LAND 20 – Skelbro til Lundestenen, 19.05.23

Denne side på dansk her

LAND 20 Dawn, 4:45 am. After the drop-off I walked westwards from the Skelbro quarry, and then north into the flat fieldscape of southern Bornholm. It was cold, with a partial ground frost, but clear and still. Embraced by the sound of birdsong and the sickly-sweet scent of the luminously yellow oilseed rape I painted the huge windmills as the sun rose beside me.

Windmills at dawn, seen from Vasagaardsvejen

The area I found myself in has been earmarked by the Danish Government as the site of a huge high voltage transformer station to process energy harnessed from two gigantic offshore windfarms. I tried to imagine the landscape completely transformed. Southern Bornholm is scarred by countless attempts to extract mineral wealth from the landscape in some from or other, but Energiøen is on a completely different scale. At present people living in the area stand to receive no compensation.

I stopped for a coffee with a good friend in Sose, and then walked along the edge of the precipitous and narrow valley of lilleå (‘Little Stream’) that cuts deep through the fields on its way to the sea. In the steep and shaded valley – one of the very few truly ‘wild’ and uncultivated parts of Bornholm – I managed to find a spot to have some lunch. With the light breeze, cherry blossom intermittently floated snow-like down through the tangled mass of knotty boughs, before settling on the narrow stream far below.

Emerging from the valley I walked along the main road. My mood darkened as I struggled to work with the watercolours in the hot sun. Always something to moan about. The day was long, I was underslept and exhausted, my mood swinging pendulum-like with the self-determined success, or lack thereof, of each completed painting.

Looking south from Søndre landevej

I walked along the coastal path again, parallel to the sea, and tried to capture the kaleidoscope of greens as the sun shone through the leaves of the trees.

Green leaves

I took a short detour past wonderful old farms to visit a bronze-age rock carved with petroglyphs. Here I rested for a while. I pondered the importance and significance of these archaeological sites – both for my LAND project, and also in general.

Hellerestningsten. Lille Strandbygård

Down towards the coast again, I walked along a well-known path between Sose and Arnager, I was now entering a part of Bornholm I knew rather well.

The pier at Arnager

As I walked north again out of Arnager, I was entranced by some billowing white plastic sheets covering a potato field.

Watering potatoes, Arnagervejen

All around this part of southern Bornholm, fields were being watered due to the lack of rain. The evening was delicious now, my mood improved immeasurably. I walked along empty county roads accompanied by nightingale song, as the lowering sun cast a golden light over the fields.
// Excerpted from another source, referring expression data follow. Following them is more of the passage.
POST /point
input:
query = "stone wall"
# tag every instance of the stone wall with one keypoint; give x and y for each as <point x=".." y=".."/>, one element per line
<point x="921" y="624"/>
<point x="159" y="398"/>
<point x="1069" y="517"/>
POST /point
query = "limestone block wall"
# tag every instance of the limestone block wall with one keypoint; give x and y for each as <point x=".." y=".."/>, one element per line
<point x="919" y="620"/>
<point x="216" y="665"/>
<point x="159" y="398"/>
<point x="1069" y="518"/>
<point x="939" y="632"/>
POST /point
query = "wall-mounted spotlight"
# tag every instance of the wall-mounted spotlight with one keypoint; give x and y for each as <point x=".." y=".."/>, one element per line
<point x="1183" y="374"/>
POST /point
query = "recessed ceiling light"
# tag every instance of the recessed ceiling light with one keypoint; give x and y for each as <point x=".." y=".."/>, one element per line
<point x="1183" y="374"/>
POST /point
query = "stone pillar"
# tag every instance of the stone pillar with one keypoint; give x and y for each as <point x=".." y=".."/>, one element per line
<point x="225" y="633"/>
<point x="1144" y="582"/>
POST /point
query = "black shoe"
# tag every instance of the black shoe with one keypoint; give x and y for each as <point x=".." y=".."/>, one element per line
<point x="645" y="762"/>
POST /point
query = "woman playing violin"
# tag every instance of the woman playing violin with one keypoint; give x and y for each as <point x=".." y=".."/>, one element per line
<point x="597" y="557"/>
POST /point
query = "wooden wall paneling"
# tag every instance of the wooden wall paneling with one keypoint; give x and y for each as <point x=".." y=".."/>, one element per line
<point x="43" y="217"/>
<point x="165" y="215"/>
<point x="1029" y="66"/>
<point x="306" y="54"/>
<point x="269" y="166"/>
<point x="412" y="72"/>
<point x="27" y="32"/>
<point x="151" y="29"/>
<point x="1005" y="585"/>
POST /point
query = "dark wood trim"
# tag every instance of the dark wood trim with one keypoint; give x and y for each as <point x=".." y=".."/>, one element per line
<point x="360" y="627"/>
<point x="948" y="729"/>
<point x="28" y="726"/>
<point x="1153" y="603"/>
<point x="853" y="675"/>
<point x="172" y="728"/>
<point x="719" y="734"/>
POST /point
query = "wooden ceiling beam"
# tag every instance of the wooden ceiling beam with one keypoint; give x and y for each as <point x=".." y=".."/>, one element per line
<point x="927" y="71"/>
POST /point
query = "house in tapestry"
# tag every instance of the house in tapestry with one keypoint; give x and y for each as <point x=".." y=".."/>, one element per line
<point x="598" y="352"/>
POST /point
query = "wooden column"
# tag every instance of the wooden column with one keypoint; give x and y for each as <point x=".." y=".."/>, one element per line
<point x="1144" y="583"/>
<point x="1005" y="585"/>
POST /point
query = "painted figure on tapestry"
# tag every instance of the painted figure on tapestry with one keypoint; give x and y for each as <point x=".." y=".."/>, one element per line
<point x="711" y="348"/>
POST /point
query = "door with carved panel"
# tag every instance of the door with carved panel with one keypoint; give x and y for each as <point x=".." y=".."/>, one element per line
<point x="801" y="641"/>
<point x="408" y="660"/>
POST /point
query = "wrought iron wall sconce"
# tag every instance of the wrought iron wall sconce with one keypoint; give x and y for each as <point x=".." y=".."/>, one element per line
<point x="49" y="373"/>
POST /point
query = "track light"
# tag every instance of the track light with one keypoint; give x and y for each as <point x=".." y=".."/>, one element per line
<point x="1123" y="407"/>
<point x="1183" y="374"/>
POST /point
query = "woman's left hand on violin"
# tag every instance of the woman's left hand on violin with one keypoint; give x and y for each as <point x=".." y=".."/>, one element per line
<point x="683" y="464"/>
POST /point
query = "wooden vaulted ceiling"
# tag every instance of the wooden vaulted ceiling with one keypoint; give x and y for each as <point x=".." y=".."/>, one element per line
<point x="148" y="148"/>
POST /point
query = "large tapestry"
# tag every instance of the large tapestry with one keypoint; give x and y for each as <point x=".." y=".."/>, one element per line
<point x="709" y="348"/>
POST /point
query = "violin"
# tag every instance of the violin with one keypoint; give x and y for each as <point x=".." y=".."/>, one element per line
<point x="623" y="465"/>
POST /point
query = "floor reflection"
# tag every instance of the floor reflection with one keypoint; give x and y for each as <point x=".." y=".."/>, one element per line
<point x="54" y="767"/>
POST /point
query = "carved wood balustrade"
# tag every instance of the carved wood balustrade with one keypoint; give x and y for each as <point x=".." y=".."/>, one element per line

Watering fields, Sorteengevejen

The day’s destination, Lundestenen, was another barrow grave – Bornholm’s largest and finest.  I struggled to find a path, and eventually had to walk across cultivated fields to reach the burial mound, where it sat marooned, like a desert island surrounded by a field of green. The sun slipped behind the trees and the day was done.

LAND 20

WEATHER REPORT – Sunny most of the day. Temperature 3 – 16 degrees. Wind 3 – 5 m/s from the east. Hours of precipitation: 0 hours. Hours of sunshine: 14 hours.

STOPS with the BIVVY – 0

KILOMETRES WALKED – 18.55 km

DAY LASTED – 16h and 27 m

PEOPLE TALKED TO – 7

BIRDS SEEN and HEARD – 43 species: 0 new (!) running total = 106 species

LESSONS LEARNED – Remember, it is a very long day. Anything can happen.

IN MY HEAD – energy and growth. Also, I met several old friends and thought a lot about how long I had been on Bornholm, and how much we are invested in the island.